We need additional flexibility for \code{list}/\code{data.frame} methods,
due to possibly having multiple unknown values that can be different among
\code{list} components or \code{data.frame} columns. For these two methods,
the argument \code{unknown} can be either a \code{vector} or \code{list},
both possibly named. Of course, greater flexibility (defining multiple
unknown values per component/column) can be achieved with a \code{list}.

When a \code{vector}/\code{list} object passed to the argument
\code{unknown} is not named, the first value/component of a
\code{vector}/\code{list} matches the first component/column of a
\code{list}/\code{data.frame}. This can be quite error prone, especially
with \code{vectors}. Therefore, I encourage the use of a \code{list}. In
case \code{vector}/\code{list} passed to argument \code{unknown} is named,
names are matched to names of \code{list} or \code{data.frame}. If lengths
of \code{unknown} and \code{list} or \code{data.frame} do not match,
recycling occurs.

The example below illustrates the application of the described functions to
a list which is composed of previously defined and modified numeric
(\code{xNum}) and factor (\code{xFac}) classes. First, function
\code{isUnknown} is used with \code{0} as an unknown value. Note that we
get \code{FALSE} for \code{NA}s as has been the case in the first example.

<<ex08>>=
(xList <- list(a=xNum, b=xFac))
isUnknown(x=xList, unknown=0)
@

We need to add \code{NA} as an unknown value. However, we do not get the
expected result this way!

<<ex09>>=
isUnknown(x=xList, unknown=c(0, NA))
@

This is due to matching of values in the argument \code{unknown} and
components in a \code{list}; i.e., \code{0} is used for component \code{a}
and \code{NA} for component \code{b}.  Therefore, it is less error prone
and more flexible to pass a \code{list} (preferably a named list) to the
argument \code{unknown}, as shown below.

<<ex10>>=
(xList1 <- unknownToNA(x=xList,
                       unknown=list(b=c(0, "NA"),
                                    a=0)))
@

Changing \code{NA}s to some other value (only one per component/column) can
be accomplished as follows:

<<ex11>>=
NAToUnknown(x=xList1,
            unknown=list(b="no", a=0))
@

A named component \code{.default} of a \code{list} passed to argument
\code{unknown} has a special meaning as it will match a component/column
with that name and any other not defined in \code{unknown}. As such it is
very useful if the number of components/columns with the same unknown
value(s) is large.

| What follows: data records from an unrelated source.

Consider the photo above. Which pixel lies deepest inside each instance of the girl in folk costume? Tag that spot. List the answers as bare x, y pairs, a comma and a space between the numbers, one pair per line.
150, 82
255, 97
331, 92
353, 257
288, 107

Consider a wide \code{data.frame} named \code{df}. Now
\code{.default} can be used to define unknown value for several columns:

<<ex12, echo=FALSE>>=
df <- data.frame(col1=c(0, 1, 999, 2),
                 col2=c("a", "b", "c", "unknown"),
                 col3=c(0, 1, 2, 3),
                 col4=c(0, 1, 2, 2))
@

<<ex13>>=
tmp <- list(.default=0,
            col1=999,
            col2="unknown")
(df2 <- unknownToNA(x=df,
                    unknown=tmp))
@

If there is a need to work only on some components/columns you can of
course ``skip'' columns with standard \R{} mechanisms, i.e.,
by subsetting \code{list} or \code{data.frame} objects:

<<ex14>>=
df2 <- df
cols <- c("col1", "col2")
tmp <- list(col1=999,
            col2="unknown")
df2[, cols] <- unknownToNA(x=df[, cols],
                           unknown=tmp)
df2
@

\section{Summary}

Functions \code{isUnknown}, \code{unknownToNA} and \code{NAToUnknown}
provide a useful interface to work with various representations of
unknown/missing values. Their use is meant primarily for shaping the data
after importing to or before exporting from \R{}. I welcome any comments or
suggestions.

% \bibliography{refs}

\begin{thebibliography}{1}
\providecommand{\natexlab}[1]{#1}
\providecommand{\url}[1]{\texttt{#1}}
\expandafter\ifx\csname urlstyle\endcsname\relax
  \providecommand{\doi}[1]{doi: #1}\else
  \providecommand{\doi}{doi: \begingroup \urlstyle{rm}\Url}\fi

\bibitem[Gorjanc(2007)]{Gorjanc}
G.~Gorjanc.
\newblock Working with unknown values: the gdata package.
\newblock \emph{R News}, 7\penalty0 (1):\penalty0 24--26, 2007.
\newblock URL \url{http://CRAN.R-project.org/doc/Rnews/Rnews_2007-1.pdf}.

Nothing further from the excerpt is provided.